Cambodian officials said the new building was a symbol of democratic progress and that it would help parliament to better serve the nation. However, several observers questioned the amount of money lavished on the ceremony, and predicted that the building would do little to liberate Cambodia’s lawmakers from pressure from the executive branch.
King Sihamoni, who presided over the ceremony, touted the $29-million building as a symbol of democratic reform.
“The achievement is evidence of the wise commitment of Cambodia to strengthen legislation and the rule of law through the pluralism of political parties,” he said.
CPP lawmaker Cheam Yeap, whose son-in-law Ly Chhuong owns the company that constructed the building, said its inauguration marked history in the making.
“This massive achievement is a gift…to mark the 60th anniversary of the Cambodian National Assembly,” he said.
National Assembly and CPP Honorary President Heng Samrin said the new Assembly building is the biggest structure to be constructed with funds from the national budget.
“The structure’s aim is to enable lawmakers to serve their constituencies and all people regardless of political affiliation,” he said.
The inauguration ceremony—which cost about $400,000—has prompted some to question whether the money could have been better spent.
SRP lawmaker Tioulong Saumura, who is also the wife of party president Sam Rainsy, said Sunday that she felt too much money was spent on the inauguration.
“The present rulers decided not to increase the [number of] members of parliament because they didn’t want to spend money, but they don’t hesitate to spend money on useless festivities,” she said.
Nguon Nhel, CPP lawmaker and Assembly vice president, said the government invited many foreign delegations to the inauguration, and that some of the $400,000 went to provide for their meals and hotel accommodations.
“We spent a lot of money.
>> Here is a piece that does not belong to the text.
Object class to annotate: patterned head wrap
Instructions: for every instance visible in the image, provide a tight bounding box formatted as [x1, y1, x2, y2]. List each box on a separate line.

We have documents to prove [how it was spent],” he said, adding that the Assembly also chartered a plane to fly attendees of the ceremony to Siem Reap province to visit Angkor.
Koul Panha, director of the Committee for Free and Fair Elections, said he doubted whether the new building would prompt any positive change in the behavior of lawmakers who are currently too easily swayed by pressure from political parties.
“National Assembly lawmakers must also change their attitude of working,” he said. “If lawmakers don’t show their power, the big National Assembly building is useless and the National Assembly is just a rubber stamp.”
Nguon Nhel said the Assembly is not under government influence.
“The executive never questions the lawmakers. Only lawmakers question government officials,” he said. “There are many draft laws returned to the government when [the Assembly] does not feel they are right,” he added.
He said parliamentarians are each given 20 minutes in which to speak freely during discussions over draft laws. “It is democracy,” he said.